= Folmer Bonnén =

Danish artist

Folmer Bonnén (17 February 1885 - 10 October 1960) was a Danish painter and journalist. He was one of the founding members of the grouping of modern artists known as De Tretten where, in 1909, he exhibited a large colourful painting Ungdom i aftensol (Youth in the Evening Sun), causing quite a stir. Kristian Zahrtmann immediately supported the daring work, rewarding Bonnén with a stipendium. His work was part of the painting event in the art competition at the 1924 Summer Olympics.
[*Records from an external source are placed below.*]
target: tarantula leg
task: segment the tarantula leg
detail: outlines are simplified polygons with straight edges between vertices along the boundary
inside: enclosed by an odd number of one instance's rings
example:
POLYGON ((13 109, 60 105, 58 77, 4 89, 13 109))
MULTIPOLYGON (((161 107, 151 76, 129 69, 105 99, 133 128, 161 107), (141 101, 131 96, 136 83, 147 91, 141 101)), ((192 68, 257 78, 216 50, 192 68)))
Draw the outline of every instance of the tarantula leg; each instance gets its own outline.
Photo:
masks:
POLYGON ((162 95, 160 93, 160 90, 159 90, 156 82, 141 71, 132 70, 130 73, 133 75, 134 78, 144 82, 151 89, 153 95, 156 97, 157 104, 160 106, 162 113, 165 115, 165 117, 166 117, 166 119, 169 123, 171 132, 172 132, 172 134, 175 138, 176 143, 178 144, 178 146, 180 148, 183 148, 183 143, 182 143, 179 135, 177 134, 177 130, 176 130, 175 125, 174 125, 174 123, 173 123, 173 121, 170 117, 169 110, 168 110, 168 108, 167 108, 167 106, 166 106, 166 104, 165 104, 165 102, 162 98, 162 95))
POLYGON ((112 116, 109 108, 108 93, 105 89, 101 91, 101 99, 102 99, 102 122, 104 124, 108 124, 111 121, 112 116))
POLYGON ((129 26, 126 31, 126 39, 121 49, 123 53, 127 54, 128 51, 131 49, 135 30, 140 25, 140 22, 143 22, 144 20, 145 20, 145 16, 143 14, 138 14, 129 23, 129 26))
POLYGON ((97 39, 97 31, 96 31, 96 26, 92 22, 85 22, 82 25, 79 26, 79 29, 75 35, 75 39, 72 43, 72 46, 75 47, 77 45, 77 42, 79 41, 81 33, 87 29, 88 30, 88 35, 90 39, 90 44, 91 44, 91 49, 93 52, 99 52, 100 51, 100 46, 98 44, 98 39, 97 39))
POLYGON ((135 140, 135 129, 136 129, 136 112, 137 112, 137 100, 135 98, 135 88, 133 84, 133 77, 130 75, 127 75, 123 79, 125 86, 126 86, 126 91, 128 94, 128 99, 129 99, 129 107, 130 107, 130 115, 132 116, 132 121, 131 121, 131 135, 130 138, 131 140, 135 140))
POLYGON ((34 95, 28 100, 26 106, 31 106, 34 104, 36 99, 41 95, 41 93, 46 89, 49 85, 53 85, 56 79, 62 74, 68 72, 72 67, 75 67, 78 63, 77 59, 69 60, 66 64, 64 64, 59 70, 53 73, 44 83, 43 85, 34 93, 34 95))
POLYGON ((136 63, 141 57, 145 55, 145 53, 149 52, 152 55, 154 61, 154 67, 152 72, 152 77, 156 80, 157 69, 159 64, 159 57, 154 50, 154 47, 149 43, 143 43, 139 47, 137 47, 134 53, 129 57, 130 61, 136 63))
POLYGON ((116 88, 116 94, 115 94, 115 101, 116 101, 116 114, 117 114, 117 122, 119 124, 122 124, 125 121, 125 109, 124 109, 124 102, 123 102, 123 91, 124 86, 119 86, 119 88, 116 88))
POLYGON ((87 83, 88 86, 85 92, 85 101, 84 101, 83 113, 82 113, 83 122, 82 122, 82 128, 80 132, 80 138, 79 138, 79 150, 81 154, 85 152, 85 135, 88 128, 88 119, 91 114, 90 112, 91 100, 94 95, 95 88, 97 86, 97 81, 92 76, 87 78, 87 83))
As can be seen from his solo exhibition in 1942, Bonnén's later paintings were much more subdued as, no doubt under the influence of the Nazis, he sought to contribute to "national culture". Indeed, during the Second World War, he worked as a journalist for the Nazi newspaper Fædrelandet. Further, according to the Bovrup File Bonnén joined the DNSAP in April 1940, just prior to Germany's invasion of Denmark.

Bunnén had extensive interests in culture. He developed a new technique called Dansk Fresko (Danish fresco) based on the use of casein paint on cement. He also sang as a tenor in 1915, translated Heinrich Heine in his 1919 Lyrisk Intermezzo and wrote poems for children. In 1918, he opened a painting school. His student was Frede Salling.